Why the interest rate rise might frustrate Liz Truss

Rising interest rates is a key pillar of Trussonomics. Liz Truss herself has always stopped short of saying this explicitly, pointing fingers instead at the Bank of England for its failure to curb spiralling inflation. But the economists advising her of lei have made clearin no uncertain terms, that they think interest rates have been too low for too long.

Right from the start of her leadership campaign, Truss was far more vocal about her criticisms of the Bank; a point made even clearer once she entered No. 10 and her di lei Chancellor Kwasi Kwarteng set up bi-weekly meetings with the Bank’s governor Andrew Bailey. With this new pressure being applied on the Bank, many thought it would make history today by implementing its first 0.75 percentage point increase since it gained independence.

Yet the Bank’s decision, announced at noon on Thursday, suggests the ‘pressure plan’ isn’t working as intended just yet. Rates were once again raised by 0.5 percentage points, taking interest rates to a 14-year high of 2.25 per cent. This is the seventh consecutive rate hike and the second time rates have gone up by 0.5 percentage points, though there was a distinct mix of views from the Monetary Policy Committee this time round: five members voted for another 0.5 percentage point rise, three voted for 0.75, and one voted for 0.25. All these options would have kept the headline rate relatively low in historical terms, and they go along with the consensus that the headline rate would rise once again.

In this sense, Truss’s plan for higher rates is still on track, but it is not moving at the speed that Downing Street would prefer. While much of the coming spending spree is a means to an end for the Truss agenda – deficit-financed tax cuts, for example – it is also intended to create breathing space for the Bank to raise rates: to shift towards looser fiscal policy and tighter monetary policy. Arguably it will be the next meeting of the MPC that reveals whether the government’s attempt to change this balance has worked. Then again, many will argue that the Bank is considering other factors than the government’s fiscal ambitions.

You can trace the Bank of England’s decisions as broadly following the Federal Reserve’s decisions – both clocked how wrong they had been to call inflation ‘transitory’ around the same time. However, the Bank is being less bullish (the Fed has been pursuing 0.75 percentage point rises, and did so again yesterday, while the Bank has been sticking with 0.5). The Bank may also be looking at a different set of signals from government. The MPC’s summary of its interest rate decisions notes that the government’s new ‘Energy Price Guarantee’ is likely to limit significantly further increases in CPI inflation, and reduce its volatility, ‘which could be interpreted as taking some pressure off the Bank to curb rising inflation , as the government itself has predicted its policy will reduce the CPI peak by four to five percentage points.

Its summary also makes clear that the Bank is expecting a formal recession. With the economy having already contracted in Q2, the Bank now points to evidence of ‘modest downside news to underlying UK GDP growth in 2022 Q3’, which if realized, would meet the technical definition of recession in the UK. MPC members will also be acutely aware of how rising interest rates might weaken an already-lackluster economy, leading to a steady but more cautious approach when voting for rate hikes.
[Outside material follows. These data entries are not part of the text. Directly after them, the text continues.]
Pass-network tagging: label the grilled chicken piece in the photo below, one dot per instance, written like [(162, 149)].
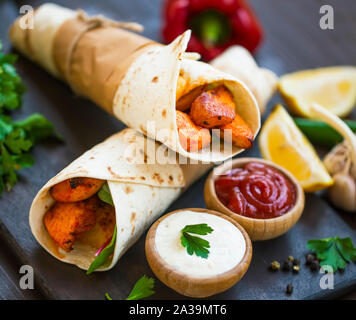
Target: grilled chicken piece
[(186, 101), (101, 234), (65, 222), (213, 108), (241, 134), (76, 189), (191, 137)]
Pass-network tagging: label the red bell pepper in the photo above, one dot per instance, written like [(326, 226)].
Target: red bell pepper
[(215, 25)]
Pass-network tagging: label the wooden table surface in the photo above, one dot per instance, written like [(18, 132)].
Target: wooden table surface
[(294, 41)]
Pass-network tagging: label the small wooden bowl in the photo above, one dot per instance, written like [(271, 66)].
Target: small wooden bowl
[(258, 229), (196, 287)]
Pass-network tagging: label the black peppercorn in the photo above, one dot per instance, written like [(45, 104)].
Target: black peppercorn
[(287, 265), (275, 266), (315, 265), (309, 258), (289, 289), (296, 268)]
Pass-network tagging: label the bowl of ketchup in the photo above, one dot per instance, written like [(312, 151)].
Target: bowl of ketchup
[(261, 196)]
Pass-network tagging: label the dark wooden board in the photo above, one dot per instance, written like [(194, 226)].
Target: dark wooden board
[(293, 41)]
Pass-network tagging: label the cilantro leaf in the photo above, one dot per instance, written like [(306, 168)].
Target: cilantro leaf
[(104, 255), (11, 85), (16, 140), (37, 128), (142, 289), (335, 252), (196, 245), (105, 194)]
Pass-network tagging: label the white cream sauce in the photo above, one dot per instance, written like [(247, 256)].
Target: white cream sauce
[(227, 244)]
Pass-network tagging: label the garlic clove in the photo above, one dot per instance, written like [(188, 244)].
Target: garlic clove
[(343, 192)]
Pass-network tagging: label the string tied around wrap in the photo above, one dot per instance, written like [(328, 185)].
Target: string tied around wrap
[(102, 21), (93, 22)]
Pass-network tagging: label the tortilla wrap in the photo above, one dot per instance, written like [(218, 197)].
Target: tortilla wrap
[(238, 62), (131, 77), (141, 192)]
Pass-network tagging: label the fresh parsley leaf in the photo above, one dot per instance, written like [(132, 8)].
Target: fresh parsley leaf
[(105, 194), (104, 255), (16, 140), (37, 128), (196, 245), (335, 252), (142, 289), (11, 85)]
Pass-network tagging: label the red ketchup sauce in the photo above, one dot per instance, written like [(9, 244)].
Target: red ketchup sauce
[(256, 190)]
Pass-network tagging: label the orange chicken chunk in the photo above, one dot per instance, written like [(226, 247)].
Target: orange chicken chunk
[(213, 108), (241, 134), (191, 137), (76, 189), (65, 222)]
But just as important as the Bank’s rate rise today is its decision to start engaging in quantitative tightening, with a unanimous vote to ‘reduce the stock of purchased UK government bonds, financed by the issuance of central bank reserves, by £ 80 billion over the next twelve months, to a total of £ 758 billion. ‘ There was speculation that the Bank might continue on with its money-printing program to help the government with its spending plans – but it seems the pandemic days – defined by mass-quantitative easing for crisis spending – have come to an end.

This may cause some pause in No. 10: one of Truss’s economic advisors suggested last month that over-correction of so much money-printing during the pandemic could also cause its own problems.

Markets seem to think we’re far from the end of rate rises, with expectation currently that rates will peak a little under 5 per cent. So the Truss government may well achieve its rebalancing act for fiscal and monetary policy. But so long as the Bank’s rate rises remain moderate, it’s going to take a long time to get there; and more time, too, to get inflation further under control.